Nick Chase: A Detective Story Review

In case you haven’t noticed, the popular hidden object game genre is evolving rapidly. This includes adding elements from the once-popular point-and-click adventure game genre. The latest to fold these two gameplay concepts into one is GestaltGames’ Nick Chase, a puzzle-filled detective story with high production values.

You play as Chase, a cop-turned-P.I., in desperate need of work. Fortunately a mysterious man known only as The Collector shows up and asks you to find clues, collect evidence and solve brain teasers that could unravel the mystery to Leonard Di Vinci’s missing manuscript. The tale is told via gritty black & white storyboards and some animated sequences, and voiced by the raspy protagonist in true film noir style.

Gamers will explore dozens of hand-drawn environments in order to look for — and use — objects that can help Chase inch towards completing this odd case. As an example of how this game combines "HOG" and adventure elements is when you’re searching a decrepit apartment for 14 pieces of a chest cover, and once you find all of them you’re asked to place them in the correct order by matching the shapes on top of the chest. Doing so successfully opens the chest to reveal an item inside.

Even more fun is when you visit a friend’s lab and he lets you use his equipment to analyze some evidence. But first you must find a photo that shows you how to build the contraption, then find all the hidden pieces and drag and drop them into its proper spot. Finally you must solve three mini-games to extract chemicals needed for the analysis, and then light the Bunsen burner. All the items are wonderfully tied together to the task at hand, story and characters involved. There are even flashback scenes you can solve to help you remember events.

Each of the locations you’re searching through have little bullets scattered around, which go into your "Hint" revolver chamber for when you need some help. Some puzzles you can skip if you like (for instance, if you can’t figure out how to get into a locked room), but most scenes do not have a timer, so you can take as long as you need. Some mini-games must be completed within a certain amount of time, though. Clicking incorrectly too many times might initiate a comment or two from Nick but you’re not penalized.

Nick Chase: A Detective Story is a fun game — and the story is good enough to keep you clicking to see what happens next — but it’s not a flawless adventure. For one, when you save a game and return at a later time it’s not always saved at the point you left, forcing you to repeat puzzles all over again. This happened twice during our time with the game, so we’re not sure if it’s a bug or a design decision.

Secondly, some of the items you search for can be confusing; early on in the game, for example, you’re asked to location 20 envelopes in an office, but an envelope on top of a cabinet wasn’t one of them for some reason.
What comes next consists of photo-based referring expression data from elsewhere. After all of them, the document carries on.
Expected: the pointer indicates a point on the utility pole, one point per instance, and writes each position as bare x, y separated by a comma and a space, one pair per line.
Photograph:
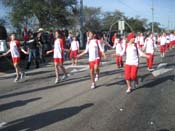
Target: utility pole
81, 23
152, 17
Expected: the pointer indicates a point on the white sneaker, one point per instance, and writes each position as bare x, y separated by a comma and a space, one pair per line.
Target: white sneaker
16, 79
96, 78
150, 69
64, 77
22, 75
93, 86
57, 80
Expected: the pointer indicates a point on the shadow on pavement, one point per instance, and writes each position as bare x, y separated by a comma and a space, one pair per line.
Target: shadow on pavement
35, 122
156, 82
17, 104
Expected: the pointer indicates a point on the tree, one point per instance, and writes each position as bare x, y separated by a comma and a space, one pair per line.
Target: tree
157, 27
110, 20
92, 18
138, 25
47, 12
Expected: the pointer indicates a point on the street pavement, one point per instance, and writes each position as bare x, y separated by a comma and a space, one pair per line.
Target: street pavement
38, 104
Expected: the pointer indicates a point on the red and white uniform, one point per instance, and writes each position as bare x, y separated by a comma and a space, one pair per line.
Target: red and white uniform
141, 41
132, 61
58, 50
93, 47
15, 52
167, 42
119, 51
163, 41
149, 47
172, 40
74, 49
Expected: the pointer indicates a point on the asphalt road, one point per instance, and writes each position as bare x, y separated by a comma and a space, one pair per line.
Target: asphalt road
38, 104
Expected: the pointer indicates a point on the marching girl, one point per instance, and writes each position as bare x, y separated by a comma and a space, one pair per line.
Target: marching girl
58, 52
119, 49
94, 48
149, 47
74, 48
132, 61
163, 41
15, 54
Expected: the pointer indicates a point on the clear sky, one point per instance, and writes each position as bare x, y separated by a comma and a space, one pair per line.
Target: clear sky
164, 10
This happened a few minutes later in the lab when you’re asked to click on vials: some on the screen were correct while others were not.

Overall, though, HOG and adventure fans should feel this game is worth the investment. Some mini-games accessible from the main menu (and different than the ones during the game) add some replayability, too, including clever clones of Pong and Breakout (a.k.a. Arkanoid). Be sure to download Nick Chase to "investigate" its worth during the free trial.